Baruch Dayan Haemet. Chana, this was a beautiful tribute - it made me cry. I hope that Chaya's family and friends can all find solace in the fact that her neshama was so incredibly pure and close to Hashem.
Baruch Dayan Emes. My son Kovi was at the funeral today.
wow im covered in chills, chana. im clutching at ur words as a comfort. baruch dayan ha'emes. and may the dayan ha'emes take us out of golus and unite us with chaya immediately!

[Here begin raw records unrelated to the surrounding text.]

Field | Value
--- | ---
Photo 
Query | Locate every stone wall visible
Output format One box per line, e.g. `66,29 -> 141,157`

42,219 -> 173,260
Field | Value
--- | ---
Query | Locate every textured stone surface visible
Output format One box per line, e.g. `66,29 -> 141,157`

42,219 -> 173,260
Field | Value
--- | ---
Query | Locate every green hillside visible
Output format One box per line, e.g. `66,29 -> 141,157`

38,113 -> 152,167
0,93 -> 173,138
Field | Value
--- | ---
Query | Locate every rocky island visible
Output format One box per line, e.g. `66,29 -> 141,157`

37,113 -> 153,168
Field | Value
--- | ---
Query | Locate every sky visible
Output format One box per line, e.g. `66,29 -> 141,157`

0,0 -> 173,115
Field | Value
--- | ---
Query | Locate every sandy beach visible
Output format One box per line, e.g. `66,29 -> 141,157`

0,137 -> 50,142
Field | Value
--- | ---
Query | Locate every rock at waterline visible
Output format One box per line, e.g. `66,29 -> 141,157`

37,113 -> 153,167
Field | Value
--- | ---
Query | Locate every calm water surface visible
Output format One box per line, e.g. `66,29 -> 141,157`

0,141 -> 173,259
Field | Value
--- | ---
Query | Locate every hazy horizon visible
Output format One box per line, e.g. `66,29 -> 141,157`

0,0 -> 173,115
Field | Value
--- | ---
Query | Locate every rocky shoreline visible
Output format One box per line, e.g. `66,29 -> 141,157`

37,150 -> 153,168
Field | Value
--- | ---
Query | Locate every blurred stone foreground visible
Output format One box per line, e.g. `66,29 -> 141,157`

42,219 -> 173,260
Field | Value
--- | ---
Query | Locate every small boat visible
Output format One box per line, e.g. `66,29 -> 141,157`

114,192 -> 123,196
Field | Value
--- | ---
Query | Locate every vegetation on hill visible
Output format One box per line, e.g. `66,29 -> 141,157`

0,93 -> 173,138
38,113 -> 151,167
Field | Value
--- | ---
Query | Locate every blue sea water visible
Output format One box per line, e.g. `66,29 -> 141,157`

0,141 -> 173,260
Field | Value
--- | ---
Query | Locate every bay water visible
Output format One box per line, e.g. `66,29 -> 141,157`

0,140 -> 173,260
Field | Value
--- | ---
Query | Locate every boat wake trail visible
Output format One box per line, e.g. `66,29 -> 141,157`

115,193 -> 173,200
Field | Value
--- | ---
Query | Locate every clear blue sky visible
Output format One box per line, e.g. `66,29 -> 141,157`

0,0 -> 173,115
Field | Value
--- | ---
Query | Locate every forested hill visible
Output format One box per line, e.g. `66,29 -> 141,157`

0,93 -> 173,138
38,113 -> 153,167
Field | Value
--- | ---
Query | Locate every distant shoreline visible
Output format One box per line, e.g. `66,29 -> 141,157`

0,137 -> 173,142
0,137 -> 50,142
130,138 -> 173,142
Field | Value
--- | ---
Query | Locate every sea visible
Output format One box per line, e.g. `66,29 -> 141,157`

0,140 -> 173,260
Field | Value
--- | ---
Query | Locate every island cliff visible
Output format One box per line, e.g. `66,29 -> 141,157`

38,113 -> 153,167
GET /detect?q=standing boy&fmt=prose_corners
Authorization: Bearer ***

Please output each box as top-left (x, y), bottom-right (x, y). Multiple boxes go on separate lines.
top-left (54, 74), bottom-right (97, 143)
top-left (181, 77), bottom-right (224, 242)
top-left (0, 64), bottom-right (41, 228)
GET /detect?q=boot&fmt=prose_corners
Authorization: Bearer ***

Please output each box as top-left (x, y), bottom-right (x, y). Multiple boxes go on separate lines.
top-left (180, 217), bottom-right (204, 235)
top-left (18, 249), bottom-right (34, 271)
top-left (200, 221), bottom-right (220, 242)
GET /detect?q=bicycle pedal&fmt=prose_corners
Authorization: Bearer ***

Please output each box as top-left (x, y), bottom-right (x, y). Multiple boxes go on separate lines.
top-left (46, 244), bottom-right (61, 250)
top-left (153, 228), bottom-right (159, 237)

baruch dyan emes. i never knew chaya mitchell, though i knew many people who did...this post made me feel a little closer to this truly remarkable girl. you have done an amazing thing by writing this, chana.
Baruch Dayan ha-Emet.
Thank you for sharing these last memories with us, Chana.
Baruch Dayan Emet.
I'm really impressed at your bravery to go visit Chaya during her last days. I feel a bit guilty myself, since last year my aunt passed away from cancer and I never voiced a desire to go and visit her once things got bad. I was too scared. I didn't want to see what a dying person looked like. I just wanted to stay as far away from it all, almost like building a wall. It was too emotional for me to even want to begin to deal with.
So I am very, very impressed at your maturity and your courage to be able to make that visit. Thank you very much for sharing the experience on your blog. Chaya sounds like she was such a wonderful person and your tribute to her is beautiful.
It was nice of you to go and see her. You handled it well. I cower at things like this, but it gives me more appreciation for life and personal reflection.
Baruch Dayan HaEmet.
I never met this special young lady, but the tribute that you wrote to her is beautiful and makes me wish that I had.
Thank you for sharing, and may we only share in simchas in the future.
Thank you, Chana, for your beautiful tribute. I knew Chaya from Hanna Sacks, and I remember her as such a sweet, beautiful personality. It does not surprise me that she was concerned with making you comfortable even in the condition she was in when you visited her. May Chaya be a melitza yeshara for her family and for all of Klal Yisrael.
I am a cousin of Chaya's and your description could not be more accurate. The conversation you relate is exactly as it was when I spoke with her. It brought back her memory vividly. You are an excellent writer Chana. You pegged Chaya perfectly, the selflessness and how we are humbled by her amazing soul. Thanks Chana.
Excellent piece. You are a terrific writer.